God Lives Underwater
Life In The So-Called Space Age
[1500]
Rating: 3.2
When you first begin to perceive the violence of everyday life, "industrial" begins
to make sense to you. Angst seems like a viable alternative to happiness, and
detachment a way to taste the ugliness of your jaded world without having to
eat it up like the grotesque syncophants that surround you.
Which is all well and good. Angst is clearly among the top ten creative influences
in pop culture today, and you can run down the list of its prides, finding industrial
somewhere between James Dean and "Star Trek: Deep Space Nine." The backlash of this
burgeoning influence is the ugly fact that angst needs to be done right to be
effective. The angst- ridden want to identify with truly disturbed, unhappy people,
just like us. And when an artist starts to lose their angst, we bitter ones tend to
lose interest. Remember how pissed- off Bono used to be? Now he's smiling every time
you see him! That bastard! I hope he dies a slow, painful death!
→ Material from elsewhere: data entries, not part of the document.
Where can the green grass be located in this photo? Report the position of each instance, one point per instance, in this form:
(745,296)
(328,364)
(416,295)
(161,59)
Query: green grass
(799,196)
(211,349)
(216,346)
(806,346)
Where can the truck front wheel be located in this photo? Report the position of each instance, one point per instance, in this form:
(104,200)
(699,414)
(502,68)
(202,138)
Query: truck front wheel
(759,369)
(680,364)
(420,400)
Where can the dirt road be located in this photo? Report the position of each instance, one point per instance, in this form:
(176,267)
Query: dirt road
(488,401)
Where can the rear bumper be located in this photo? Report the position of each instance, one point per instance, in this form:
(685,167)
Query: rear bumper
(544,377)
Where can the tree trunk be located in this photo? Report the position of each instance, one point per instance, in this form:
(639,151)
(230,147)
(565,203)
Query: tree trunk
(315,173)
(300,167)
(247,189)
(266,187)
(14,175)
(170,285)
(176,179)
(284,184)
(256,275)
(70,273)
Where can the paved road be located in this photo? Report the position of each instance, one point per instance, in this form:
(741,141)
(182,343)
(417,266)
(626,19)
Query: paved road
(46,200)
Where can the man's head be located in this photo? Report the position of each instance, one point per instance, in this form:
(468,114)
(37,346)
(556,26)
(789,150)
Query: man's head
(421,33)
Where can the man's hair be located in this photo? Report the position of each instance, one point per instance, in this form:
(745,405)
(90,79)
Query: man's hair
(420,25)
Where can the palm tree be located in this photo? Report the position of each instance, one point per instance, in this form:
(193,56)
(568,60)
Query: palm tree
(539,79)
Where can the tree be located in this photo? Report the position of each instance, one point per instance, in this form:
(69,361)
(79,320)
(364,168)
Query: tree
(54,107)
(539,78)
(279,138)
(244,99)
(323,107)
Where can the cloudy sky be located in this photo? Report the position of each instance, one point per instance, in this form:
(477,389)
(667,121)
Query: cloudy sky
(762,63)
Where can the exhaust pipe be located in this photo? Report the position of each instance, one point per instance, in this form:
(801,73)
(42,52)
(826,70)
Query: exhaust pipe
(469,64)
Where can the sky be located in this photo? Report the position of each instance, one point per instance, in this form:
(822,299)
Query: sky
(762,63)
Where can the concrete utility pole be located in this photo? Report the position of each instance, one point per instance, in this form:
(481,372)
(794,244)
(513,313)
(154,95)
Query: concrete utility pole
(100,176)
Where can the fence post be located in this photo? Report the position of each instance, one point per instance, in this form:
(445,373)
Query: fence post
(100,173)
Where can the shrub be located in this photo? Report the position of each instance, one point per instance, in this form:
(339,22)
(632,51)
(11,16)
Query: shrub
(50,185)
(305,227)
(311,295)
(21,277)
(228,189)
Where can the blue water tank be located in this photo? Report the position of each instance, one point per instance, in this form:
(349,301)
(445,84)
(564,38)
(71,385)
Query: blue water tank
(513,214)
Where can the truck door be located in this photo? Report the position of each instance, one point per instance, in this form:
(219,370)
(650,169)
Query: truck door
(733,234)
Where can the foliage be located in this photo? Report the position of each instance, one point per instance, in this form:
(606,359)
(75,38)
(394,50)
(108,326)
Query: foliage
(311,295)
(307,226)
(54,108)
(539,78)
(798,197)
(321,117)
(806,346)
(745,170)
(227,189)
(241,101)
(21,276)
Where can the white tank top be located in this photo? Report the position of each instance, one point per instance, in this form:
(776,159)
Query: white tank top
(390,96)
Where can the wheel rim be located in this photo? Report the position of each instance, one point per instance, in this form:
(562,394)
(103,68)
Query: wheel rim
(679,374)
Ahem. Life In The So-Called Space Age is the miserable third
release from God Lives Underwater, and hopefully their last. Their previous
record, Empty, possessed sparks of ingenuity, rage, and that evasive angst,
suggesting strong possibilities for the group's future. Life In The So-Called
Space Age lacks any spark, contenting itself with serving up pseudo- angst
cliches, over- enervatingly ponderous beats and yesterday's electro flavors. Its
length is seemingly infinite, whipping the dead horse of a genre that only lives
today because of a select few that periodically emerge from their ivory towers to
grace us with the inspiration which appears to evade God Lives Underwater. It's an
exhausting listen, not because it beats you down with its energy, but because it's
too obnoxious to sleep to, and so slow- tempoed that it inspires only lethargy.